‘Inclusief onderwijs begint bij mensen die het gewoon durven’


Inclusief onderwijs is geen modewoord, maar een noodzakelijke beweging binnen de grotere opgave van een inclusieve samenleving. Een samenleving waarin kinderen met en zonder ondersteuningsbehoefte samen leren, zich ontwikkelen en volwaardig meedoen. Maar wat betekent dit in de praktijk? En hoe wordt deze ambitie op beleidsniveau vormgegeven? In dit interview gaan Barbara Janssens, programmaleider inclusief onderwijs bij het ministerie van Onderwijs, Cultuur en Wetenschap (OCW), en Huub de Haan, directeur van KindCentrum Borgele in Deventer, met elkaar in gesprek. Over systeemdwang en speelruimte, over beleid en praktijk, en vooral: over wat er nú al mogelijk is als je anders durft te kijken. 

 

Wat is het verschil tussen passend en inclusief onderwijs?

Barbara: ‘Er zijn veel overeenkomsten. Beide gaan uit van wat een kind nodig heeft en niet van wat een kind 'heeft'. Dus weg van het medische model, waarin een diagnose bepaalt of je ergens recht op hebt. En denken vanuit het sociaal model, waarbij je kijkt wat je in de context kunt veranderen om het kind weer tot ontwikkeling te brengen. Maar het fundamentele verschil is: bij passend onderwijs zoek je een plek die het best past bij het kind. Dat kan ook een school zijn ver van huis, tussen kinderen met een vergelijkbare ondersteuningsvraag. Inclusief onderwijs draait om een plek dichtbij huis, waar kinderen met en zonder ondersteuningsbehoefte van en met elkaar leren. De ondersteuning komt naar het kind toe, niet andersom.’


Huub: ‘Inclusief onderwijs betekent: organiseren vanuit diversiteit, niet vanuit uitzonderingen. Wij zeggen: ieder kind is uniek, maar niemand is speciaal. We willen daarom ook stoppen met labels als regulier of speciaal onderwijs. We hebben gewoon onderwijs. Het begint met de vraag: hoe richt je je school in vanuit het besef dat verschillen de norm zijn?’

"We zijn wereldkampioen maatwerk, maar zodra kinderen eenmaal gespecialiseerd onderwijs volgen, komen ze er lastig weer uit" 

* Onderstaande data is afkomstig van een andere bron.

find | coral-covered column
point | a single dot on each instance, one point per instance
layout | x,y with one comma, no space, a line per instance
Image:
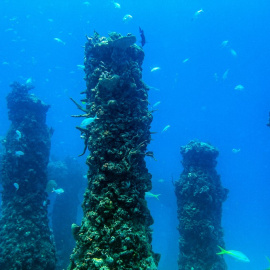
199,199
115,232
25,236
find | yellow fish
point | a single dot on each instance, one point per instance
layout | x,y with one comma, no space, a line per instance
238,255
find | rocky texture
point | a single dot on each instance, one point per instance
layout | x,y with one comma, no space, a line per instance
115,232
25,238
199,199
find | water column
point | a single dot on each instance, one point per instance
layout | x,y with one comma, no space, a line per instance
26,241
115,232
199,200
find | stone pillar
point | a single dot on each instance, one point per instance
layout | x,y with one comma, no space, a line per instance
25,237
199,200
115,232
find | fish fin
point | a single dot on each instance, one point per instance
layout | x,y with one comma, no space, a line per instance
222,251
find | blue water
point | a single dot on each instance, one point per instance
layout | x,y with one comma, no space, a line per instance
196,101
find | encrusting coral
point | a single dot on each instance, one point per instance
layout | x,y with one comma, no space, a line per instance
115,232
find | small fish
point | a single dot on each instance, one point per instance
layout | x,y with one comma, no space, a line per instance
234,253
18,135
156,104
127,18
197,13
155,69
80,67
58,191
19,153
86,122
224,43
185,60
151,195
16,185
233,52
116,5
60,41
225,74
166,128
142,36
239,87
235,151
29,81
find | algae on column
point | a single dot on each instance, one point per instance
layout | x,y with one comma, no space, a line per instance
115,232
26,241
199,200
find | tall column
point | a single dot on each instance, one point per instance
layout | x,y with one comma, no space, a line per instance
68,175
199,200
25,236
115,232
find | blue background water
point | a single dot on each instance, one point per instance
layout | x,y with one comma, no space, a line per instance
195,100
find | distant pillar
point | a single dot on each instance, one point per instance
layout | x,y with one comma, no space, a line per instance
68,175
115,232
199,199
25,236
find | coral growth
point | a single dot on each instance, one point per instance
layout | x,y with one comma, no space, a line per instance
199,199
26,241
115,232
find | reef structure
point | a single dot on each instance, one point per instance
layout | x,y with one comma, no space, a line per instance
199,206
26,241
115,232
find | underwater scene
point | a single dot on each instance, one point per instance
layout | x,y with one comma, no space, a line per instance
134,135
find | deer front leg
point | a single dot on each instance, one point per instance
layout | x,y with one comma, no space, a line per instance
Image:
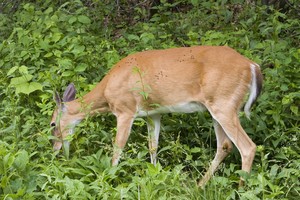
153,124
124,124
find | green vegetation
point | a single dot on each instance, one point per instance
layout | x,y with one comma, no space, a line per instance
46,45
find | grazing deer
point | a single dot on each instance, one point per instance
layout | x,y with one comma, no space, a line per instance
184,80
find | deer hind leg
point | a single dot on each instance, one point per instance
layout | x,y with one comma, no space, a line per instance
153,124
224,147
231,125
124,124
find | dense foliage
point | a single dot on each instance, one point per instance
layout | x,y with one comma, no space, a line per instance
46,45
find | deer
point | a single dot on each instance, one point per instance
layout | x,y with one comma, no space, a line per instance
150,83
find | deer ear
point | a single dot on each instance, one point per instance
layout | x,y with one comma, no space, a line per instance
70,93
57,99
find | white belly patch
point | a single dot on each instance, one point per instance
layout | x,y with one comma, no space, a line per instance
188,107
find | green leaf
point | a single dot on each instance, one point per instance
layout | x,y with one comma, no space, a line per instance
84,19
21,80
81,67
28,88
21,160
12,70
67,73
72,19
294,109
23,69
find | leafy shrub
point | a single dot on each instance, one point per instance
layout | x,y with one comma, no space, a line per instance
46,45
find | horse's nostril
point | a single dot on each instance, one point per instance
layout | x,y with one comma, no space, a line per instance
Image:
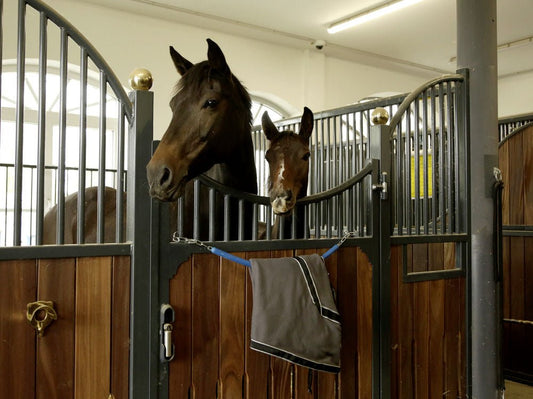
165,177
289,195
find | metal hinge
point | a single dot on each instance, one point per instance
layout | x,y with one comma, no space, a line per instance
382,186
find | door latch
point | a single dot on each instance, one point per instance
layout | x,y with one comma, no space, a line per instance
167,317
382,186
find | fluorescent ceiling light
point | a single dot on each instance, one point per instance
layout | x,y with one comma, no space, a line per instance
370,14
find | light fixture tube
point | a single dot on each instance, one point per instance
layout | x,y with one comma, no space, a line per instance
383,9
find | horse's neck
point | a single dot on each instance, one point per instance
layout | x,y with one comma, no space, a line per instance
237,172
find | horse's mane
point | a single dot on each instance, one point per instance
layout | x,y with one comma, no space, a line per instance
190,84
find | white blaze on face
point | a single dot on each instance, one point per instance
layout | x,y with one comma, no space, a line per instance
280,204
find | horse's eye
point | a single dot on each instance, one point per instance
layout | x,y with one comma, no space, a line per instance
211,103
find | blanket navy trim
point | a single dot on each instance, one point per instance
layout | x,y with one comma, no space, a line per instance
328,313
269,350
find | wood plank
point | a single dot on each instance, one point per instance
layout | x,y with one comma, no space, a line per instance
421,338
364,324
436,331
283,373
452,317
327,382
93,328
180,368
257,364
347,305
55,350
516,181
527,141
205,325
18,287
395,263
232,327
420,257
120,321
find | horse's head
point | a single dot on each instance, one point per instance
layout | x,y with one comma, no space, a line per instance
288,159
210,113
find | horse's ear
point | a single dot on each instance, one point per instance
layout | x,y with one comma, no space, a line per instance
216,58
181,64
269,128
307,123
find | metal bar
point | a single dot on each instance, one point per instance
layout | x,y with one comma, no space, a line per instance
449,159
441,161
19,134
119,234
41,140
240,234
196,210
433,162
227,217
82,161
425,213
100,219
212,220
60,230
416,172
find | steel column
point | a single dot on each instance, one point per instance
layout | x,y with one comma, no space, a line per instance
143,382
476,50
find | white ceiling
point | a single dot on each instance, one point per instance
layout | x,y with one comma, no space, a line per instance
422,36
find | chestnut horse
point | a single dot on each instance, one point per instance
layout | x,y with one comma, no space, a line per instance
210,132
288,159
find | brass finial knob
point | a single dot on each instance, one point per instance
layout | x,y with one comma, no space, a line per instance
380,116
140,79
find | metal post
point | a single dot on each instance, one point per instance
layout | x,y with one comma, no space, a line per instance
381,279
476,50
143,383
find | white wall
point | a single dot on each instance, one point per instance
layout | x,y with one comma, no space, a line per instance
296,76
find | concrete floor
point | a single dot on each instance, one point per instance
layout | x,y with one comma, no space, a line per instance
514,390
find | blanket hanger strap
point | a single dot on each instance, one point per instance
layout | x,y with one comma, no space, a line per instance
246,262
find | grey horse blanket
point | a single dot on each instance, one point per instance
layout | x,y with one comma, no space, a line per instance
294,316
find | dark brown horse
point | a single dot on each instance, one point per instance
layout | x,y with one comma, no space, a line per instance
209,133
91,209
288,160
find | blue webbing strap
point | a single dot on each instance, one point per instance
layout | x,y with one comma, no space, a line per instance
246,262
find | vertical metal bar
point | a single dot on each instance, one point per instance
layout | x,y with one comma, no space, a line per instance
240,234
407,169
19,139
196,210
119,235
416,172
449,159
62,139
212,212
100,219
254,221
442,161
82,158
425,202
226,217
41,140
434,154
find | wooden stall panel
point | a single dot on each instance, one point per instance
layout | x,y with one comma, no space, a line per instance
17,338
93,328
428,330
55,355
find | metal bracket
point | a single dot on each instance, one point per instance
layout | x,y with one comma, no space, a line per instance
382,186
167,317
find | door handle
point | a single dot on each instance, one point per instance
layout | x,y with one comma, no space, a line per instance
40,315
167,317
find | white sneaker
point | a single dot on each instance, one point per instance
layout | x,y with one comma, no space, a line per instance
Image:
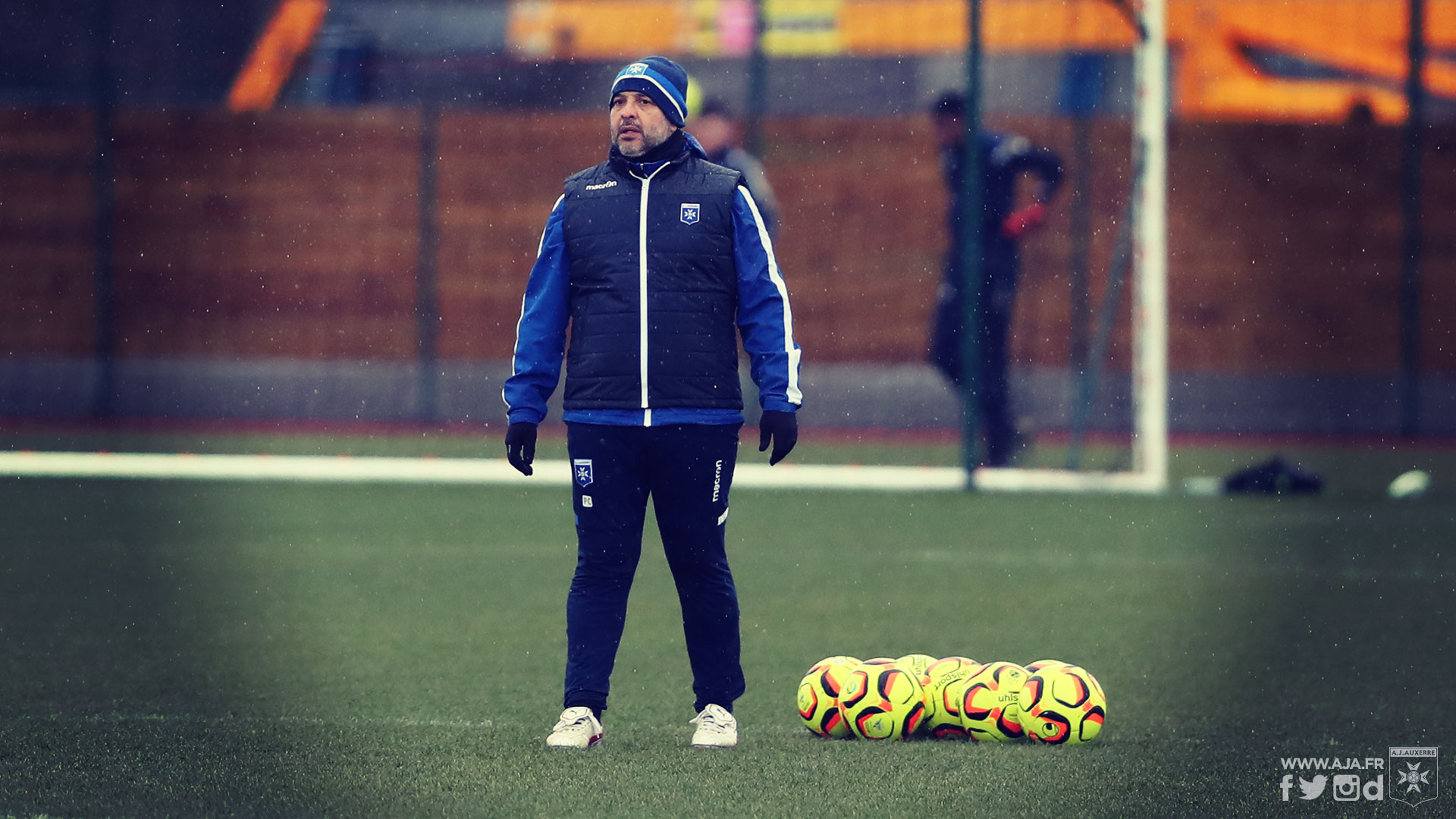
715,727
577,727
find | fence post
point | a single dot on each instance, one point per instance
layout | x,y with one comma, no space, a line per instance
427,290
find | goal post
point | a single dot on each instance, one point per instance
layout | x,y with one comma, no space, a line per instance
1149,319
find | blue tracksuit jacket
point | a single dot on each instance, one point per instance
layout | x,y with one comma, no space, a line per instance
667,256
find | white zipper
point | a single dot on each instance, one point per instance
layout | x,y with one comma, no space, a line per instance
647,183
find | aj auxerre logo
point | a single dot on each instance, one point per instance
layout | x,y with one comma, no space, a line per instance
1413,777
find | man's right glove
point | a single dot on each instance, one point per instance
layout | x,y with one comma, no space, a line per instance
783,428
1027,219
520,445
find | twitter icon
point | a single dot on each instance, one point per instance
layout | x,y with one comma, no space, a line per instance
1312,789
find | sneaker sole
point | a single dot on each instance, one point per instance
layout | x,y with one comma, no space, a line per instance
590,744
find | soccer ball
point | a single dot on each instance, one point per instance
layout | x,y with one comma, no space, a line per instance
990,708
916,664
883,701
819,697
1062,704
944,713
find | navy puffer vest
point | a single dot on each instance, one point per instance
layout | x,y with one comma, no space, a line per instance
688,334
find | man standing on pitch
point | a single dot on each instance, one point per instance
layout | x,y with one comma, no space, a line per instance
657,260
1003,159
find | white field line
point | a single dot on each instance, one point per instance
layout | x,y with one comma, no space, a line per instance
115,717
548,472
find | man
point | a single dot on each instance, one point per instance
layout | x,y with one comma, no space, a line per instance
654,259
1003,159
717,130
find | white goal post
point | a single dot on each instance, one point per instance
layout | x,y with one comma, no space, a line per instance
1149,472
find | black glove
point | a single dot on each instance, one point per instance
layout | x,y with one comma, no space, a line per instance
520,447
780,426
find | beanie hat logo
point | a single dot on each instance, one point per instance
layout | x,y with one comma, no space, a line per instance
663,80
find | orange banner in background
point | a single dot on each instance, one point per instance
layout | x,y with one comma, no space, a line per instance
1356,49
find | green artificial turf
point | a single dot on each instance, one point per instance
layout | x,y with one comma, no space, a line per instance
200,649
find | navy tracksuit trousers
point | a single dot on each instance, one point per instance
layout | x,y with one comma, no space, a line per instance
686,469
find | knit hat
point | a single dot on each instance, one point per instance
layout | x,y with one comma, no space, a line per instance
663,80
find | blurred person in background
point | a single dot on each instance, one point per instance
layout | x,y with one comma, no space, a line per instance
1003,223
657,260
721,136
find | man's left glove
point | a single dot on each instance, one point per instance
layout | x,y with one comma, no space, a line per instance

Waarom is deze omslag nodig, en waarom nu?

Barbara: ‘In de afgelopen decennia is er met de beste bedoelingen beleid gemaakt dat leidde tot steeds meer differentiatie. Nederland heeft meer vormen van speciaal onderwijs dan welk ander land ook. Dat betekent dat we veel expertise hebben opgebouwd, maar het zorgt ook voor fragmentatie, hokjesdenken en soms zelfs uitsluiting. We zijn wereldkampioen maatwerk, maar zodra kinderen eenmaal gespecialiseerd onderwijs volgen, komen ze er lastig weer uit. Ze krijgen intensieve begeleiding tot hun zestiende of achttiende, maar zijn dan vaak niet goed voorbereid op samenleven. En kinderen zónder beperking hebben ook niet geleerd hoe ze zich tot hen kunnen verhouden. Ook de aansluiting op vervolgopleiding en arbeidsmarkt is vaak ingewikkeld voor leerlingen die gespecialiseerd onderwijs gevolgd hebben. Met inclusief onderwijs kunnen we dat patroon doorbreken en kunnen we ervoor zorgen dat kinderen met en zonder ondersteuningsbehoeften van en met elkaar leren en dezelfde kansen krijgen om zich ook na de middelbare school te blijven ontwikkelen.’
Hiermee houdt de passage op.